Hot, arid region with nothing but sand. Dry parched ground under a cloudless sky that stretches as far as the eye can see. No life, no activity. The only things thriving here are hopelessness and despair. A rather dismal picture, isn’t it? A desert isn’t the most wonderful place in the world to be. Actually, though, I was describing the way my life seems right now. You could certainly call it a desert and at times it is very frustrating.
I have spent the past several years preparing for work in full-time Christian ministry, which I believe God has called me into, and yet now I find myself doing nothing in the field for which I am trained. The friends I communicated with daily while in college have all been called away to other places and other ministries. I feel very lonely and isolated from everyone. Except for an occasional oasis, my life feels dry and arid like the desert and there doesn’t appear to be any reason behind it or purpose for it. Have you ever felt as though you were wandering aimlessly about? Or, perhaps like me, you find yourself in that situation now. What is a person to do?
I have found that God’s word is always a great place to look for answers to life’s problems and when I think about wandering in a desert I remember what the Bible tells us regarding the Israelites who wandered for forty years. What was the purpose of their wandering and what can be learned from their desert experience? Well, to start, they were isolated from other people’s influences. They had just come out of Egypt where they had been for some four hundred years and, although they knew of God, they were not proficient in His ways. They needed to be in a place where God could teach them what He wanted without the distraction of other races and their pagan practices. The Israelites had been so close to the Egyptians for so long that they needed to be taught God’s way of worship and living. As I mentioned previously, while in college I had friends around me with whom I communicated every day. If I needed someone to talk to I usually didn’t have any trouble finding someone. Friends are great to have around but I think we forget our greatest friend, Jesus Christ, who loved us enough to die for us. We spend a great deal of time talking to everyone except Him and sometimes He has to isolate us from everyone else so we’ll turn to Him. In my own life I have found that constant communication with Him is as necessary as breathing. And we all know that living is much easier if we can breathe!
Another lesson from the desert is in the area of training. The Israelites had been slaves in Egypt which meant that they were good at farming and making bricks but knew little of organizing an army. God’s plan called for them to take the Promised Land, with His help of course, so He needed to train them for war; to fight, to follow orders, and to be courageous.
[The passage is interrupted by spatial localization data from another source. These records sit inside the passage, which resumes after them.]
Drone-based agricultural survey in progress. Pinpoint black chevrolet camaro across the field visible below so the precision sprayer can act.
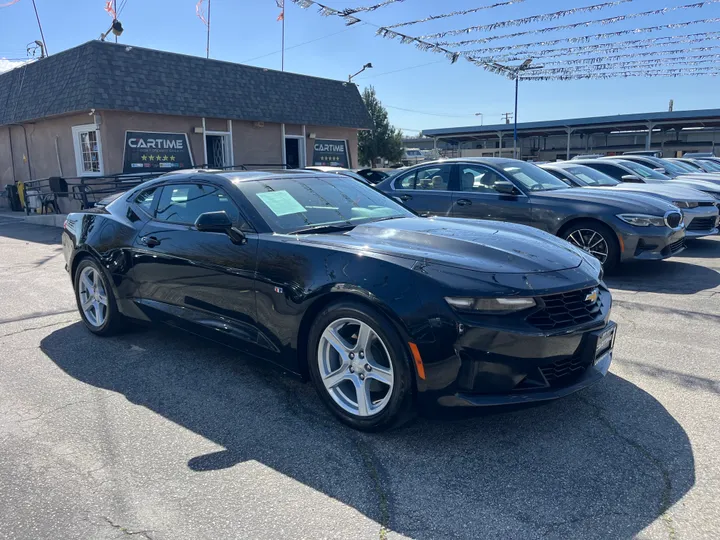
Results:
[63,172,615,430]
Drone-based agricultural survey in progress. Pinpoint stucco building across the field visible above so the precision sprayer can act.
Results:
[0,41,372,209]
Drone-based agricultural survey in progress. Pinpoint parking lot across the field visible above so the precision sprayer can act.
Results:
[0,218,720,539]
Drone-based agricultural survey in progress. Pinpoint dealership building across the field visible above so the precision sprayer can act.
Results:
[0,41,372,209]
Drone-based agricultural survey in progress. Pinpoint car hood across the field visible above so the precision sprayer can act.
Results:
[600,182,715,202]
[297,218,587,274]
[532,188,674,214]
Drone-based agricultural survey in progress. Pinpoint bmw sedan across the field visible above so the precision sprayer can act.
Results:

I recall a letter a gentleman wrote to our local newspaper criticizing the Bible and questioning God’s power as the Supreme Being. He referred to a passage in the first chapter of the book of Judges which tells of the Israelites failure to defeat an army which used iron chariots and thus concluded that God wasn’t all-powerful. Apparently, he failed to read the third chapter which speaks of how God used the different nations to instruct the Israelites and the fourth chapter where they were victorious over an army using iron chariots. God had used their previous failure to train them for future engagements. I have a degree from a Bible college, I continue to study His word, and I listen to the teachings of others in the ministry, but I realize that I’m somewhat slow about learning some things; especially lessons in dealing with others. More than a few times the Lord has had to teach me the same lesson over and over. With all the great examples He included in His word, you would think that I’d catch on after a while, but when it comes to stubbornness I even impress myself. I also realize that some things can only be taught by experience and repetition, and being set apart for a time allows me to meditate on what I’ve learned. I cannot begin to relate the things the Lord has shown me during this desert time; things which I may not have seen otherwise.
Finally, the most obvious reason for wandering is sin in our lives. God instructed the Israelites to take possession of the land of Canaan, but they chose instead to disobey and rebel. The punishment for their sin was wandering in the wilderness until the rebellious generation had died and the sin had been purged from them. Sin is, to say the least, very disgusting to a holy God. Nothing hinders the loving relationship He wants with us more than it does. Rebellion and pride can be very subtle and all too often I find myself built up with self-importance, wanting to do things my way instead of His. I must keep sin out of my life and conform myself to His image, for only then can I be what He wants me to be.
How long do these dry times last? How long do we have to wander through this desert place? God assures us that, although they sometimes seem to last a lifetime, they are only for a season. We must put our faith in Him and keep waiting, watching, and trusting. I realize that sounds a little too easy and saying it usually doesn’t make the pain of loneliness go away, but that’s when we need to trust Him most. Just as the Apostle Paul told the Philippians, “He who has begun a good work in you will complete it until the day of Christ Jesus.” Not only is God in control of what happens to us, He loves us and wants only the best for us. Just as He brought the Israelites into the Promised Land, He will bring us out of the desert when His plan and purpose are completed in us.